I very much like church's, for the reason that I could rely on their quality to take a beating. Perhaps if the OP gets a new pair from AE, with instructions and admonitions, he may become one of their best long term customers. Maybe the cost for AE for one pair of shoes are way less than the asking price, perhaps they in fact charge extra to able to ensure happy customers. 

If the moral decay of society is the culprit here, making people abuse policies, threatening companies with financial downfall, they can adjust their policies. I don't think they will, because they know they'll earn more money this way. 

We have companies acting on free markets, we shouldn't sell that system short.


----------



## Tiger (Apr 11, 2010)

Sorry, Bjorn, but I found your response impenetrable...

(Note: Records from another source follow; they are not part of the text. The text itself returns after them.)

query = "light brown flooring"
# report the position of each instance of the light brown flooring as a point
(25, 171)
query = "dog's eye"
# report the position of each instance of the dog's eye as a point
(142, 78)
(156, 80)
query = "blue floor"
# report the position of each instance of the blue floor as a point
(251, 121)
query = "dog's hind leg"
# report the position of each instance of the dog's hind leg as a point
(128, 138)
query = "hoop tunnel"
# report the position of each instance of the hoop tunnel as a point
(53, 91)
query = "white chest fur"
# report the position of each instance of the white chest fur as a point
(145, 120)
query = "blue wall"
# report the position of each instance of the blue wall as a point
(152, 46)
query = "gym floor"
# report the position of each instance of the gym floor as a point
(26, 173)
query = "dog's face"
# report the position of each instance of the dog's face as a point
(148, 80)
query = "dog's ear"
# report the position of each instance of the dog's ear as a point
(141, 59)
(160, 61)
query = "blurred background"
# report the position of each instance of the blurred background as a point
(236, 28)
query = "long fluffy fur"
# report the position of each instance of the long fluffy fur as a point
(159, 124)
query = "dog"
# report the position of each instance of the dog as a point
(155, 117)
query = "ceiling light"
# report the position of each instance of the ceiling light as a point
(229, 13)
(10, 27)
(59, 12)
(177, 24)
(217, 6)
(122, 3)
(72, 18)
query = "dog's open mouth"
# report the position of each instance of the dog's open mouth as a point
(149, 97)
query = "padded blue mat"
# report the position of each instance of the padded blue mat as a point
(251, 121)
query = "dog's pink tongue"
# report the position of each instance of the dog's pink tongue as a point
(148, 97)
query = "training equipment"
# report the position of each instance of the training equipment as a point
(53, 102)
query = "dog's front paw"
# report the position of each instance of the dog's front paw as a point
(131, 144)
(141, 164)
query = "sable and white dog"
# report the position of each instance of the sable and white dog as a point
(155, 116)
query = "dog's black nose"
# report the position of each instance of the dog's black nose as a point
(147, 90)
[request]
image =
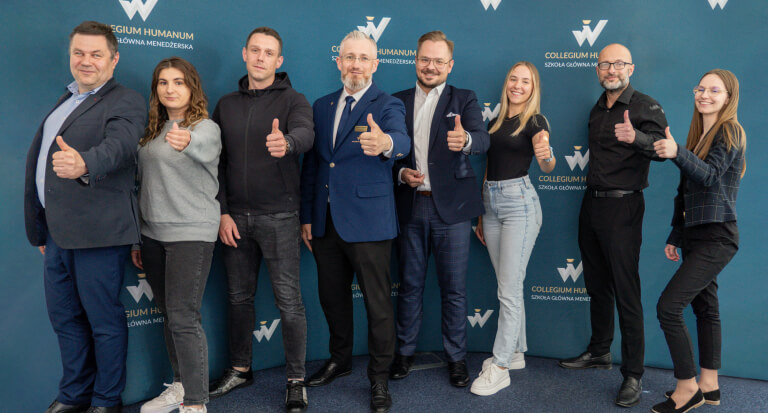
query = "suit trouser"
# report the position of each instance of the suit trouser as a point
(82, 293)
(610, 234)
(426, 233)
(706, 250)
(177, 273)
(337, 262)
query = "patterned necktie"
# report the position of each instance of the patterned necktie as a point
(344, 119)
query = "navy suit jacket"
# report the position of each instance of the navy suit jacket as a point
(105, 129)
(358, 187)
(455, 190)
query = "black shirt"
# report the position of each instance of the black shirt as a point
(618, 165)
(510, 156)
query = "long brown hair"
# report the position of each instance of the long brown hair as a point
(532, 106)
(732, 132)
(198, 102)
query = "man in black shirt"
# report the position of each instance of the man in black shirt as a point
(623, 126)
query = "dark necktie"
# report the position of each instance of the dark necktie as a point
(344, 119)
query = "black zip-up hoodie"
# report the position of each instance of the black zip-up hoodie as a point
(251, 181)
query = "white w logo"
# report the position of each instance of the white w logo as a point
(570, 271)
(489, 114)
(131, 7)
(142, 289)
(721, 3)
(374, 31)
(265, 332)
(495, 3)
(577, 159)
(478, 319)
(586, 32)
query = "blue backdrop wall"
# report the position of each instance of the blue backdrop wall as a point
(673, 44)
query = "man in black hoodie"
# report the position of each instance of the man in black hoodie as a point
(265, 125)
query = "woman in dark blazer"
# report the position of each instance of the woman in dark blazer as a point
(704, 226)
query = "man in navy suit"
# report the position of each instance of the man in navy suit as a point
(437, 195)
(80, 211)
(348, 211)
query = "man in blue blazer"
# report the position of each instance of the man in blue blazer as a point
(437, 195)
(348, 211)
(80, 211)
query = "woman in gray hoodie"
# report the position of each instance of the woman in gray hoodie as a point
(178, 165)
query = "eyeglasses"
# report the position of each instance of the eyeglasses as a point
(425, 61)
(352, 58)
(713, 91)
(616, 65)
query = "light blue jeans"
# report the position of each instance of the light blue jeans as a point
(510, 226)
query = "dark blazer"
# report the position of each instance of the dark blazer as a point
(105, 129)
(358, 187)
(454, 185)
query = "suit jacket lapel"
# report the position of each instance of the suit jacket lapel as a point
(442, 103)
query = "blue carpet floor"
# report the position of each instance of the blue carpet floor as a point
(542, 387)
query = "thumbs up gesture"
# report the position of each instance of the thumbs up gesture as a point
(178, 138)
(625, 132)
(67, 163)
(666, 148)
(541, 145)
(375, 141)
(457, 138)
(276, 143)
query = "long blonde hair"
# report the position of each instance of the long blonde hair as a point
(532, 106)
(727, 121)
(158, 114)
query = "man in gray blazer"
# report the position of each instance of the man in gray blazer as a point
(80, 211)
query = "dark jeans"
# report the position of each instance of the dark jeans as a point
(337, 262)
(82, 292)
(610, 234)
(706, 250)
(177, 273)
(275, 238)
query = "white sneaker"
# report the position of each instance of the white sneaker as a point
(168, 401)
(185, 409)
(492, 379)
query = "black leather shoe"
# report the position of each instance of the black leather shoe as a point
(458, 373)
(586, 360)
(232, 379)
(103, 409)
(400, 367)
(668, 406)
(710, 397)
(330, 371)
(295, 397)
(381, 401)
(629, 393)
(59, 407)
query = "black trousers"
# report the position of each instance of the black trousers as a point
(337, 262)
(706, 250)
(610, 234)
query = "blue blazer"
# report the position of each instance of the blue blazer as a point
(455, 189)
(105, 129)
(356, 186)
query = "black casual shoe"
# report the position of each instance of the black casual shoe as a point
(668, 406)
(232, 379)
(381, 401)
(295, 397)
(59, 407)
(457, 371)
(710, 397)
(629, 393)
(104, 409)
(400, 367)
(330, 371)
(586, 360)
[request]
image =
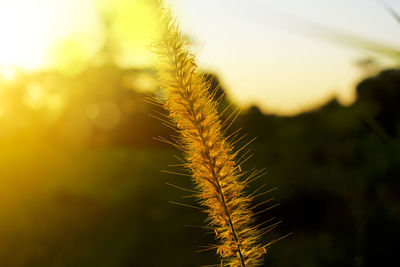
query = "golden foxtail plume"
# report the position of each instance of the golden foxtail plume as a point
(209, 156)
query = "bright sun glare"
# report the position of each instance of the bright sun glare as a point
(30, 29)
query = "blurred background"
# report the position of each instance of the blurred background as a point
(316, 81)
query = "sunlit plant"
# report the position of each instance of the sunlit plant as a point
(209, 154)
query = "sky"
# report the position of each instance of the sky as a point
(255, 46)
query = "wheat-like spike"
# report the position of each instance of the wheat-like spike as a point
(209, 156)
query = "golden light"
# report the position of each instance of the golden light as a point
(30, 29)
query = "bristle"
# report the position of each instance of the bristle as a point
(209, 156)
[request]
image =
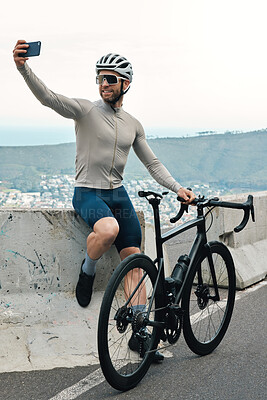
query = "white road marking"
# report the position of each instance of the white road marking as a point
(96, 377)
(87, 383)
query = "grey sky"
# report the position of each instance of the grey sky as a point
(198, 64)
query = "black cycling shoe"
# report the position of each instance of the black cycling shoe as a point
(141, 347)
(84, 288)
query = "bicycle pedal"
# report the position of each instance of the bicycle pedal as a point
(177, 310)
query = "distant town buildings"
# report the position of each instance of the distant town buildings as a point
(57, 192)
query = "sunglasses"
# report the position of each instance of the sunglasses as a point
(111, 79)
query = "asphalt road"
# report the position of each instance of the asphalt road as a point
(235, 370)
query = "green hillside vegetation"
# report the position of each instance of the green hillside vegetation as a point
(232, 160)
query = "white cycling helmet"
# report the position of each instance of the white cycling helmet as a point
(117, 63)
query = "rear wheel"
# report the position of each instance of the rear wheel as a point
(124, 317)
(206, 317)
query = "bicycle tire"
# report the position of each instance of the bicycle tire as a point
(122, 367)
(205, 320)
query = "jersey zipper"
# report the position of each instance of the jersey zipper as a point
(114, 152)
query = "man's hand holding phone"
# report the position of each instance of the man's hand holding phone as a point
(24, 50)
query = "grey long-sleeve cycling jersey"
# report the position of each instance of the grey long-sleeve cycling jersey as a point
(104, 137)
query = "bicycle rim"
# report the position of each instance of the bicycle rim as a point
(206, 319)
(119, 321)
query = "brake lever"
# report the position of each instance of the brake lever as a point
(249, 208)
(183, 208)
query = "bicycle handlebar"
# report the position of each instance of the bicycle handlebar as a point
(201, 202)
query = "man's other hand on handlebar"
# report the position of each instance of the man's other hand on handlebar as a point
(187, 195)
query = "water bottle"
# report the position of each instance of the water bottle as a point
(179, 270)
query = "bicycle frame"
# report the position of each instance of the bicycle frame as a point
(200, 241)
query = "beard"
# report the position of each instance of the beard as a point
(112, 97)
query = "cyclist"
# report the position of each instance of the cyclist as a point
(104, 136)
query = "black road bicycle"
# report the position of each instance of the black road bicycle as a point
(197, 298)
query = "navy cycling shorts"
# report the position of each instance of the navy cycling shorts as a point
(94, 204)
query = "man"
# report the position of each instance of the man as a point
(104, 136)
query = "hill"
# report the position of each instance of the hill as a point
(232, 160)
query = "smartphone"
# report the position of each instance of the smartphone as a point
(33, 49)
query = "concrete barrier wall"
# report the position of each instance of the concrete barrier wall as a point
(248, 247)
(41, 324)
(42, 251)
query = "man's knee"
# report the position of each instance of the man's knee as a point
(106, 230)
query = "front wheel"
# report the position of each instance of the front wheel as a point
(207, 313)
(127, 338)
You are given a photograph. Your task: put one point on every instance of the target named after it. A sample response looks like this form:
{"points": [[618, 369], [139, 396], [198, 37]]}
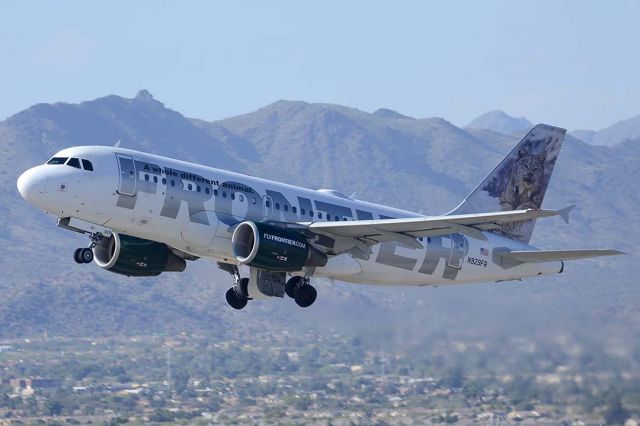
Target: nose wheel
{"points": [[299, 289]]}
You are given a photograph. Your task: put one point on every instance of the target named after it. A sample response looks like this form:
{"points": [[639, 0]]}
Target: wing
{"points": [[537, 256], [364, 233]]}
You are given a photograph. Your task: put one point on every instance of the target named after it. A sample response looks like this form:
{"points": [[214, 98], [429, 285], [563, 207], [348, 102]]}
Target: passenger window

I am very much in favor of free markets. Why you think otherwise is perplexing. In addition, many factors are at play in business, including ethics. Because one does not wish to exclude ethical considerations from business transactions does not mean he rejects laissez-faire concepts. Quite the contrary...


----------



## J.Marko (Apr 14, 2009)

Call Lands' End and explain the problem. They will likely be very concerned that you are not happy with the shoes you bought and beg you to return them. Don't abuse their return policy, but returning shoes that wear out too quickly is not, in my opinion, abuse of their policy - especially when they will encourage you to bring it back. This is one of the reasons I spend so much money at Lands' End - I know they will stand by their 100% satisfaction guarantee. If anything, they have told me they wish more people would return things if they weren't completely satisfied!

Lands' End knows what they are doing. Nordstrom has a similar policy on their shoes, and they also get more business from it.


----------



## dparm (Nov 18, 2008)

Lands' End is very customer service-oriented and should be able to help you. If it is truly a defect, LE will basically send them back to AE and get reimbursed.


----------



## 127.72 MHz (Feb 16, 2007)

Bjorn said:


> I do own a pair of custom grade church's that I (out of ignorance) wore most everyday for 9 months when starting out about 6 years back. They recuperated very well and are actually still going strong.
> 
> As for common sense versus economics, I'd rather trust in the economics and adjust to the policies than impose moral guidelines on myself that reverse the function of really generous return policies.
> 
> ...


Very well written Bjorn. The differences between you and the OP? You admit that you played a role in the situation by wearing your Churche's steady for about nine months.


----------



## mrp (Mar 1, 2011)

127.72 MHz said:


> Jeeze Louise fellas from my eye it looks fairly straight forward.
> 
> I've looked at the pictures, he seems to have worn the leather soles so thin at the toe of the shoes that it's worn through the stitching,..... And then it's suggested that there's a defect in the sole or manufacturing process?


Thankfully I'm not the only one looking at the actual items in question. 
I'd still be interested in seeing some pics of the soles of other shoes by the OP.


----------



## 127.72 MHz (Feb 16, 2007)

^^ Good point. The entire question is subjective but I'm a bit surprised that so few people can agree on where a poorly made or defective product ends and consumer abuse begins.


----------



## Tiger (Apr 11, 2010)

For the sake of clarity, I never offered an opinion as to where the fault should be placed (I even admitted the difficulty in doing so, in many cases if not this particular one). 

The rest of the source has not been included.